Current "implementation" is only a wrapper for the unerlaying apache library, with no CFML spirit at all, so this makes sense, hope this time the interface will be more cfml like.

"Extending the language"

sounds like our CFML or Java based tags and functions that can be deployed to a railo instance and get core functionality. In addition we have a lot of interfaces to replace core functionality in Railo, you can add your own
  • datasources
  • caches
  • gateways
  • ...
you can even replace the ORM and the "Search" Engine, if you like.

"Concurrency - synchronized functions and blocks"

we already support the attribute "synchronized" for the tag cfcomponent, when we added this, we decided that having it on the component level makes it easier to handle than on function level,so you synchronize every access to a CFC, in Java i have seen a wrong handle of this feature more than once.

"Concurrency - Concurrent Data structures"

Since Railo 4.1 all struct and scopes are concurrent safe!
We have a modified Version of the ConcurrentHashMap, modified means improved for our environment for faster execution.

"Concurrency - Atomic variables and none blocking IO"

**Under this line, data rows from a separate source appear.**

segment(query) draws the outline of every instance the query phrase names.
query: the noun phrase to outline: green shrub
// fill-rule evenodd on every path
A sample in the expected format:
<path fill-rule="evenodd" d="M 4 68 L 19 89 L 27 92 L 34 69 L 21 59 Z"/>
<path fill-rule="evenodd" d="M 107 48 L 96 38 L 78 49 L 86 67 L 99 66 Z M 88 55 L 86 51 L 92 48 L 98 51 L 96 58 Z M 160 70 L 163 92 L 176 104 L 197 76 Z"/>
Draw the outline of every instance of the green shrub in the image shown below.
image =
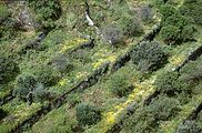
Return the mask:
<path fill-rule="evenodd" d="M 36 89 L 37 84 L 38 82 L 33 75 L 20 74 L 17 78 L 14 95 L 20 100 L 27 101 L 28 94 Z"/>
<path fill-rule="evenodd" d="M 49 93 L 43 83 L 39 82 L 36 76 L 23 73 L 17 78 L 16 89 L 13 94 L 20 100 L 31 104 L 32 102 L 43 102 L 52 93 Z"/>
<path fill-rule="evenodd" d="M 127 37 L 137 37 L 143 32 L 142 25 L 138 18 L 128 14 L 118 20 L 118 24 Z"/>
<path fill-rule="evenodd" d="M 180 29 L 174 25 L 163 27 L 160 31 L 160 37 L 168 44 L 180 43 Z"/>
<path fill-rule="evenodd" d="M 127 96 L 133 89 L 130 85 L 129 73 L 115 72 L 108 81 L 108 89 L 117 96 Z"/>
<path fill-rule="evenodd" d="M 173 14 L 163 21 L 160 37 L 168 44 L 179 44 L 193 40 L 194 32 L 195 29 L 191 20 L 179 14 Z"/>
<path fill-rule="evenodd" d="M 71 61 L 64 55 L 59 55 L 52 59 L 51 65 L 60 73 L 68 73 L 73 69 Z"/>
<path fill-rule="evenodd" d="M 10 16 L 8 7 L 0 3 L 0 41 L 9 40 L 18 34 L 18 21 Z"/>
<path fill-rule="evenodd" d="M 0 57 L 0 83 L 7 83 L 19 73 L 17 63 L 11 58 Z"/>
<path fill-rule="evenodd" d="M 0 109 L 0 121 L 4 117 L 4 116 L 7 116 L 7 112 L 6 111 L 3 111 L 2 109 Z"/>
<path fill-rule="evenodd" d="M 75 106 L 75 116 L 80 125 L 92 125 L 101 120 L 100 111 L 88 103 Z"/>
<path fill-rule="evenodd" d="M 43 29 L 50 30 L 54 27 L 54 21 L 61 14 L 61 6 L 58 0 L 28 0 L 29 6 L 36 12 L 36 20 L 42 24 Z"/>
<path fill-rule="evenodd" d="M 196 61 L 190 61 L 186 63 L 181 70 L 181 79 L 185 82 L 190 82 L 193 85 L 199 83 L 202 79 L 202 68 L 201 68 L 202 60 L 199 59 Z"/>
<path fill-rule="evenodd" d="M 178 92 L 178 72 L 166 72 L 158 76 L 154 84 L 163 94 L 174 95 Z"/>
<path fill-rule="evenodd" d="M 202 129 L 194 121 L 185 121 L 179 125 L 175 133 L 202 133 Z"/>
<path fill-rule="evenodd" d="M 156 121 L 166 121 L 178 114 L 180 102 L 176 99 L 163 95 L 154 99 L 148 108 Z"/>
<path fill-rule="evenodd" d="M 140 18 L 144 22 L 150 22 L 153 17 L 153 10 L 151 4 L 141 6 Z"/>
<path fill-rule="evenodd" d="M 8 8 L 0 3 L 0 23 L 10 16 Z"/>
<path fill-rule="evenodd" d="M 60 76 L 50 66 L 41 66 L 38 68 L 34 72 L 32 72 L 37 78 L 38 82 L 42 83 L 44 86 L 54 85 Z"/>
<path fill-rule="evenodd" d="M 166 55 L 159 42 L 142 42 L 132 51 L 131 59 L 141 71 L 148 71 L 160 68 L 166 61 Z"/>
<path fill-rule="evenodd" d="M 173 117 L 179 111 L 175 99 L 160 96 L 154 99 L 149 106 L 138 109 L 133 115 L 123 123 L 124 133 L 155 133 L 159 121 Z"/>
<path fill-rule="evenodd" d="M 174 13 L 176 13 L 176 9 L 171 4 L 163 4 L 160 7 L 160 13 L 163 16 L 163 19 L 166 19 L 168 17 L 171 17 Z"/>
<path fill-rule="evenodd" d="M 109 24 L 107 27 L 103 27 L 102 34 L 104 40 L 110 42 L 113 47 L 118 47 L 124 41 L 123 31 L 115 24 Z"/>
<path fill-rule="evenodd" d="M 150 114 L 147 109 L 138 109 L 133 115 L 127 119 L 123 123 L 123 133 L 155 133 L 156 123 L 153 114 Z"/>
<path fill-rule="evenodd" d="M 184 4 L 179 9 L 181 14 L 192 17 L 195 23 L 202 24 L 202 1 L 201 0 L 185 0 Z"/>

We have a ongoing discussion about this in our mailing list, i think what really need is a easier way to use multithreading in general. funny is that the same was already done with cfmail long before cfthread was introduced (attribute spoolenable).
why has cfmail such a attribute but not cffile, what's about cfquery,cfftp,cfpop,cfldap, cfhttp ....? Every functionality communicating with resources ousite the JVM needs this.
i really think we need a general solution that is easier to use as cfthread.

My Conclusion

You not only will see a lot of this stuff in Railo in the near future (Railo 4.2 Beta is coming soon and Railo 5 is in work for some time now), you can already find a lot of this in the current Railo release!

Micha

What I'm seeing here is that Railo is already there with a bunch of stuff, and ColdFusion will be playing catch-up. Bear in mind that Adobe are talking about this for ColdFusion 2016... we haven't even seen a public beta of 11 yet, so I'd be expecting ColdFusion 11 to be out early quarter 2, 2014; and ColdFusion 2016 not until 2016! And how much further will Railo be ahead by then!?

I think Railo will continue to beat ColdFusion to market with meaningful additions to CFML: any of this stuff that they think will be good will probably be in Railo whilst we're still puzzling over <cfclient> in ColdFusion 11, and Railo will at the same time be adding their own useful features to CFML.

Thanks so much for your feedback here, Micha.